Wenceslao: China is not all ‘good’

PRESIDENT Rodrigo Duterte, since pivoting towards China, has heaped praises on our giant neighbor, making its leaders appear less prone to advancing their country's interest than officials of the United States. That went as far as him issuing erroneous assertions during his recent trip to Beijing. “(China) has never invaded a piece of my country all these generations,” he said. That was a jab at the US, which colonized the country in 1899.

That merited a correction from Supreme Court (SC) Senior Associate Justice Antonio Carpio, who was among the legal minds who won for the Philippines in the Permanent Court of Arbitration in The Hague its claim over a portion of the South China Sea. He noted the two instances China invaded our territory, with the first one in 1995 when it seized Mischief Reef in the Spratlys and the second one in 2012 when it invaded Scarborough Shoal.

Duterte, though, is not the only one with erroneous perception about China. Many of his critics, for example, still view China as a communist country in the traditional sense. When the President announced the cutting of ties with the US, Trillanes accused him of thinking like a communist. “If he thinks like a communist, talks like a communist, frees the communist and appoints the communists, then he must be a communist,” Trillanes said.

Of course, Duterte is not a communist and I doubt if he ever embraced Marxism, the basis of communism. Neither is China a communist country now even if it is ruled by the Chinese Communist Party (CCP). As the Communist Party of the Philippines (CPP) stated through its publication Ang Bayan, China is a capitalist country on the way to becoming imperialist like the US.

But here's a caveat. China's leaders are all members of the CCP, which means that while their practices are capitalist, their viewpoints and methods are still influenced somewhat by the official ideology of Marxism, Leninism and Maoism. Knowing this is important to understand how China's leaders treat China-Philippines relations. Are they better than, say, a Barack Obama, Hillary Clinton or Donald Trump?

I don't profess to know the practice of Marxism by a party like the CCP that has long been in power after winning the revolution. But I think that the same party discipline and practices that are guiding the CPP are also guiding the CCP. If so, then the President is wrong in saying that China is all “good.” The CCP is good in advancing Chinese interest and that is bad for Philippine interest.

One hallmark of a communist party is its adherence to collective decision-making. In some parties, where factionalism is existent, adherence to it may be mere lip service but generally there is an effort to get a consensus in every major decision. What I am saying is that the decision to offer loans and investments to the Philippines and the mellowed stance on the territorial dispute with the Philippines was not of President Xi Jinping's making but a collective one.
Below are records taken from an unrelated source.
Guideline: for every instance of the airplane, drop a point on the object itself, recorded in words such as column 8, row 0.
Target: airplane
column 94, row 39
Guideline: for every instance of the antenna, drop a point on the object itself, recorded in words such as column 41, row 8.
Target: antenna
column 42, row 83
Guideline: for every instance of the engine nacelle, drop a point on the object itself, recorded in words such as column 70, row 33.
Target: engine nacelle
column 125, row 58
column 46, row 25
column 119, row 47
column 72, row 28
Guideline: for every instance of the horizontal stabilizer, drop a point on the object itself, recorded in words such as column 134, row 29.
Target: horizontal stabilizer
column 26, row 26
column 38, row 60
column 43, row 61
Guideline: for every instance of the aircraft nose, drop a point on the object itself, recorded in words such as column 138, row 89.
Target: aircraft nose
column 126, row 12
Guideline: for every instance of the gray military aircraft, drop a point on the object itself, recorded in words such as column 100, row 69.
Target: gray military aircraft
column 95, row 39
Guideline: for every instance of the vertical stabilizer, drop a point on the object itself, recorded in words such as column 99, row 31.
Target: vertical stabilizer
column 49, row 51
This is very much unlike in the Philippines where, especially in the case of Duterte, almost all of the decisions—well-studied or knee-jerk—are made by the president alone. Which is why we should be wary of the kind of relation we have with China as of the moment because while every move of its leaders, aimed to promote the country's interests, is well studied, ours have so far followed the twists and turns of the President's mind, making our moves inferior.

While we are agog about China's promise to provide billions of dollars in loans and investments, we should be warned that only a minuscule part of that is out of goodwill. Profiting from a big chunk of those loans and investments would be the Chinese state and firms themselves. Plus this: because of those investments and loans, they have recovered from the setback of the Permanent Court of Arbitration ruling on our claim to portions of the South China Sea.

That’s how well-studied China’s current moves are, and because our own moves have seemingly been made out of the President’s pique, we may be falling into a well-laid trap.